CRICKET\\ Never in the 81-year-old Test history has India won more than two matches against Australia in a single series. But in March 2013, India and its able Captain Mahendra Singh Dhoni crushed Australia 4-0. Chasing 155, Cheteswar Pujara made a calm unbeaten 82 to propel India to a six-wicket victory. At one go, Indians regained the Border-Gavaskar Trophy and showed visions of better days for this young team to their millions of fans. Dhoni led the youngsters in his team in a stellar fashion, and the young names responded with aplomb. Virat Kohli made a hundred in Chennai and Dhoni conjured one of the best counter-attacking double centuries (224) in Test cricket. Murali Vijay (167) and Cheteshwar Pujara (204) responded with inspiring knocks in Hyderabad before Shikhar Dhawan (187) took the nation’s breath away with a mind boggling Test century, fastest by a debutant, at Mohali.

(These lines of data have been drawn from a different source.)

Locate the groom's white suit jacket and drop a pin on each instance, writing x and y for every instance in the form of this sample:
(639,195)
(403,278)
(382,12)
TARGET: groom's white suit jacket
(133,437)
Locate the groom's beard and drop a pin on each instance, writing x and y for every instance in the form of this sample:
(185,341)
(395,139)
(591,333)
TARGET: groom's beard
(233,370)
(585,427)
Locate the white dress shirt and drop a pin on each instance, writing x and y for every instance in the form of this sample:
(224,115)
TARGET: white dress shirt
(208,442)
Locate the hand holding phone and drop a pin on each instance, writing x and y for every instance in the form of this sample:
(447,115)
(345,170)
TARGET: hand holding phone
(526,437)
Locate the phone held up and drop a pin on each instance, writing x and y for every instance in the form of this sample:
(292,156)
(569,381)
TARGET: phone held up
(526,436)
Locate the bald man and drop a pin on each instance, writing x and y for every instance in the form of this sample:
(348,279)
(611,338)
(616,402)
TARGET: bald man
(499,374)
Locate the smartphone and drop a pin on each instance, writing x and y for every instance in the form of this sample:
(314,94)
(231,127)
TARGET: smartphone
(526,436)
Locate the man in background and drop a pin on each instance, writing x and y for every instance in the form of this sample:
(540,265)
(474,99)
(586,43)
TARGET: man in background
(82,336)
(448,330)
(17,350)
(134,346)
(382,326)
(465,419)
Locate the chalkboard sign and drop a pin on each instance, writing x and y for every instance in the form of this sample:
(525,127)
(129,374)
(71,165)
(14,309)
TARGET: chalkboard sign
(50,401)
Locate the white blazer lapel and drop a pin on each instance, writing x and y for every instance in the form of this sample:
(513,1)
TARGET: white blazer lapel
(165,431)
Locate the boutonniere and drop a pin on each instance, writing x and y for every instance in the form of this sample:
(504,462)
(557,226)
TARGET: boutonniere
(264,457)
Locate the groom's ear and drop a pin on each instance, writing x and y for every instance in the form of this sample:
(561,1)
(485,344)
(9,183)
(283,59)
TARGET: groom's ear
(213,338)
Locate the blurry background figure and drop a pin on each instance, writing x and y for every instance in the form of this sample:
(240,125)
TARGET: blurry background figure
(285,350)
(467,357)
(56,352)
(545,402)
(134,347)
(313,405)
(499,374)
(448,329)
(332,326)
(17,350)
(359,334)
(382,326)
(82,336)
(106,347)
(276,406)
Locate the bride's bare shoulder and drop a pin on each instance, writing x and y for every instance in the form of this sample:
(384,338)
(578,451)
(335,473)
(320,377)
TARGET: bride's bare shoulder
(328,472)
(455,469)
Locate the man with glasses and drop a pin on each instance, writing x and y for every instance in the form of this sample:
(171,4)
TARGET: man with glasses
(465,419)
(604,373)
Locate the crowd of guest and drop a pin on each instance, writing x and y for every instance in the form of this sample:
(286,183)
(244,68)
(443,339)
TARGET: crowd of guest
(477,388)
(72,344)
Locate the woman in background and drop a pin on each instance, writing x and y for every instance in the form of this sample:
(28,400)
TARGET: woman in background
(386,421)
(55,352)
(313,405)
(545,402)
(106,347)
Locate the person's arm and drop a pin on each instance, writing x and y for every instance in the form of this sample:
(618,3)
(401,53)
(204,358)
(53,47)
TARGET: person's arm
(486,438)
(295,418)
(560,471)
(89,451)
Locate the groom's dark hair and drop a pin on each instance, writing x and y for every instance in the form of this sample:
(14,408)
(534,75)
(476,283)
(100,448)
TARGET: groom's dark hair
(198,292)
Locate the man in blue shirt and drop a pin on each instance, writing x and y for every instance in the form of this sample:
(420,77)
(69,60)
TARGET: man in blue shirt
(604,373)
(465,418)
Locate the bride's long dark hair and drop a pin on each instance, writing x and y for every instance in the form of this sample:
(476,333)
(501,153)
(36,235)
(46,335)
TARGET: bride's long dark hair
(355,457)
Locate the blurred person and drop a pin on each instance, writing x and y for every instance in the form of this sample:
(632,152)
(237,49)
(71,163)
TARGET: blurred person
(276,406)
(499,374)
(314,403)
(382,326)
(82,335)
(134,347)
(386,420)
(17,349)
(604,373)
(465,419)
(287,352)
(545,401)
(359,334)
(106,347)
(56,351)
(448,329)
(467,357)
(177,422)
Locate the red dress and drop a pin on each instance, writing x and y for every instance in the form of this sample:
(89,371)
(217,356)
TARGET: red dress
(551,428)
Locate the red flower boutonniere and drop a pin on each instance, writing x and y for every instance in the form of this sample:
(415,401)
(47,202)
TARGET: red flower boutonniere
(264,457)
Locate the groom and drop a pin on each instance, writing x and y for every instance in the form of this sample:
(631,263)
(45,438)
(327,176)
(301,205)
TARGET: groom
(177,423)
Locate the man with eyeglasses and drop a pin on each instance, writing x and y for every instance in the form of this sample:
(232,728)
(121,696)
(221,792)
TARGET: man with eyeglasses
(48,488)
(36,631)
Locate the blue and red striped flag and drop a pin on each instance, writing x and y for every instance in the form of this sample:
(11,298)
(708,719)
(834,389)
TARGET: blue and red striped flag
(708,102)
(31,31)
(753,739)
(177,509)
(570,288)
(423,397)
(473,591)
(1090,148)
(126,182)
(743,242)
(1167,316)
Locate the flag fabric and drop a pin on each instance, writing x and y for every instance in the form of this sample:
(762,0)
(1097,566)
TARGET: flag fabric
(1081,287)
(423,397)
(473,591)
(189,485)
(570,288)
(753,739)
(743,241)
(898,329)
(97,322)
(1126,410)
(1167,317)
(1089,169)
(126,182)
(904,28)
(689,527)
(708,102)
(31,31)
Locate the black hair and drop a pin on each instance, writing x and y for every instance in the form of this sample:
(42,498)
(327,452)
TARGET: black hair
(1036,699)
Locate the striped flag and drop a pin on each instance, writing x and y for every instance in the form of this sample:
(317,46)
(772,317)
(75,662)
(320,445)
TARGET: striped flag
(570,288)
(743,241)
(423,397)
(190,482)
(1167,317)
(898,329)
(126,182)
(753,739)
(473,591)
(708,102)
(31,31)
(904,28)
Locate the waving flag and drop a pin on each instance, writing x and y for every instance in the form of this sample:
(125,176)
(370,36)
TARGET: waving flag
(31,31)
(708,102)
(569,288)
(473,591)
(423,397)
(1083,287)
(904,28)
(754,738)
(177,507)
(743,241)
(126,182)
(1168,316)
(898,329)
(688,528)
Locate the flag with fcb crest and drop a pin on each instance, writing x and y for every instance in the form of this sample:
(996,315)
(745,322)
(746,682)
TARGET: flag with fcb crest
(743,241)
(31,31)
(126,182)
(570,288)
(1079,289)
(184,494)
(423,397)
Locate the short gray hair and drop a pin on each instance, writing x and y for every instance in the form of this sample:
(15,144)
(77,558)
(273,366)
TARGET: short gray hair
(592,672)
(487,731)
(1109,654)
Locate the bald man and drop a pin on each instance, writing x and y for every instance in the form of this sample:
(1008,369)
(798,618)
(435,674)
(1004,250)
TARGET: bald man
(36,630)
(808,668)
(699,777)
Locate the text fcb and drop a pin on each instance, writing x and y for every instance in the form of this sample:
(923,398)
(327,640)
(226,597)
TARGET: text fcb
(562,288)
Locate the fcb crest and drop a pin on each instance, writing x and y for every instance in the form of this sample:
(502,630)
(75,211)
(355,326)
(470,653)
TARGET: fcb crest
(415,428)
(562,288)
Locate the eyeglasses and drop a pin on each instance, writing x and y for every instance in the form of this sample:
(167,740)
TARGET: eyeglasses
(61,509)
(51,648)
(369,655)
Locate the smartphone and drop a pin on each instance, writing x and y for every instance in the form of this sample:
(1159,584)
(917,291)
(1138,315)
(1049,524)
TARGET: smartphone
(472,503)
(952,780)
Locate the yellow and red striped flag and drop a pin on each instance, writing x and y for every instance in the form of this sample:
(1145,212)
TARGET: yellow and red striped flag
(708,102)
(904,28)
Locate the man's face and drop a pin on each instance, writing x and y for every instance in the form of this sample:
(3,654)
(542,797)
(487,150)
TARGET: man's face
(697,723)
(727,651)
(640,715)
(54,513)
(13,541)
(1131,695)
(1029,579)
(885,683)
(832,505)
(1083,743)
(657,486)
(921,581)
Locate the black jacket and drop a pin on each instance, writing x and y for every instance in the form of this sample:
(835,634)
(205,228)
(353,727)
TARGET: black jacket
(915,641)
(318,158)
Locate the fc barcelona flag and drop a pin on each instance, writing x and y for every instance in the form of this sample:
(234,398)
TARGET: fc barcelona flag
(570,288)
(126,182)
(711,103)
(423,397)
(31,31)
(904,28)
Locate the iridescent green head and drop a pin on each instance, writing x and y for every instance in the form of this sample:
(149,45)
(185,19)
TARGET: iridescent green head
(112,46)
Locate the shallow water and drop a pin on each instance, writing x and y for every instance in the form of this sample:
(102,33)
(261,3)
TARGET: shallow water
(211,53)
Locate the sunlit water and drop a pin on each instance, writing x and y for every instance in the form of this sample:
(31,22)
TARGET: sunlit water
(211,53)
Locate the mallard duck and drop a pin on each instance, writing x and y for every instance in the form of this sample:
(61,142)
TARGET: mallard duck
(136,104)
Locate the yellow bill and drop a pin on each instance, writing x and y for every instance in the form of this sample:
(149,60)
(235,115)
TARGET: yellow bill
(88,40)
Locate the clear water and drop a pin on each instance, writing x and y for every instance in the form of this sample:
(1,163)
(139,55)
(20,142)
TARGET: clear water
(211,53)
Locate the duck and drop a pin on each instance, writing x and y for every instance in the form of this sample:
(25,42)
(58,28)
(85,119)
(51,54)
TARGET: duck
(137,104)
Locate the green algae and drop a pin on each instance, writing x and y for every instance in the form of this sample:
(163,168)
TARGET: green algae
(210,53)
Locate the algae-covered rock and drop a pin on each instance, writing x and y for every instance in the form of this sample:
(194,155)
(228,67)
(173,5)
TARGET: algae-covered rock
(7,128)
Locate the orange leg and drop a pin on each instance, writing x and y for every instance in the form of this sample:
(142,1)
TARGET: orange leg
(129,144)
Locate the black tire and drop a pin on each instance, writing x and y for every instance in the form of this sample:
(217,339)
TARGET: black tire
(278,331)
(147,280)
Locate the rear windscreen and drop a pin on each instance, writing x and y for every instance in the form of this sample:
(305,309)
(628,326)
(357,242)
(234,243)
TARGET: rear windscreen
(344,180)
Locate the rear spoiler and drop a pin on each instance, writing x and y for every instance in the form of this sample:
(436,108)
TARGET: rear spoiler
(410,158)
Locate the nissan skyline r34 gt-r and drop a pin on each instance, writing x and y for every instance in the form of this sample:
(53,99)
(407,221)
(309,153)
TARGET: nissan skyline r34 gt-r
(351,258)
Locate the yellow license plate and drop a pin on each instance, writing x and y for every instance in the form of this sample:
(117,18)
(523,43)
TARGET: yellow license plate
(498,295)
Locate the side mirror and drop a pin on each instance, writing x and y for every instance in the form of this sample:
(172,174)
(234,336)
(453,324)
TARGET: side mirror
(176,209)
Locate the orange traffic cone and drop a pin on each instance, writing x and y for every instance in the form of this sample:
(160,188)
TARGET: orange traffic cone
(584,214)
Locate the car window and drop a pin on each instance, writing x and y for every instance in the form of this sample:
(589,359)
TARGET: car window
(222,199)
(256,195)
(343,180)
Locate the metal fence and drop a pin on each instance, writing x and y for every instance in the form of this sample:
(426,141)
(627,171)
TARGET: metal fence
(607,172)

RETURN\\The Italian marines—who refused to return to India after travelling home to vote for their National Election in March 2013—arrived in India at the end of March ending a bitter stand-off between the two concerned countries. The Supreme Court had on February 22, 2013, allowed the marines to go to Italy for four weeks to cast their vote in the general elections there. They were to return on March 22, 2013. On March 11, 2013, Rome had informed New Delhi that they would not be returning to stand trial. But after pressure from India, Italy sent them back. The marines were charged in India for killing two fishermen. Italy said its marines were on antipirate duty aboard a cargo ship off India’s coast in February 2012 when the fishermen were killed. In Rome, the two men, allegedly appeared before a military prosecutor who questioned the two. Supreme Court of India had indefinitely extended its order barring the Italian Ambassador from leaving the country after Italy refused to return the marines to India. Italy’s foreign ministry has called that court decision a clear violation of diplomatic relations. The Chief Metropolitan Magistrate (CMM) of Patiala House Court will hold trial of the two marines, Massimilano Latorre and Salvatore Girone, high court sources said.
SUICIDE\\ Bus driver Ram Singh, one of the six accused in the rape, torture and murder of the 23-year-old New Delhi physiotherapy student was found hanging in Tihar jail in this month. The 34-year-old Singh, the alleged ringleader in the attack, was found hanging by a rope made from blankets in a high-security cell he was sharing with three other prisoners. The death of the alleged rapist created furor, leading the deceased’s family to question security provided to inmates within Indian jails. The family alleged that the death was not a suicide, but a murder. The family’s lawyer claimed his client had extensive injury marks on his body, including a broken collarbone and ribs, and cuts to his face. The allegations contradict the findings of a post mortem report, which found Ram Singh died of asphyxia due to hanging and that his death “appeared suicidal in nature”. “There were no injuries on the victim's body, internal or external, other than the ligature mark. No suggestions of intoxication either. All organs were healthy,” said one of five doctors involved in the autopsy. Defence lawyer, V.K. Anand, who organised the release of the body to Singh’s family, has accused authorities of a “cover-up”.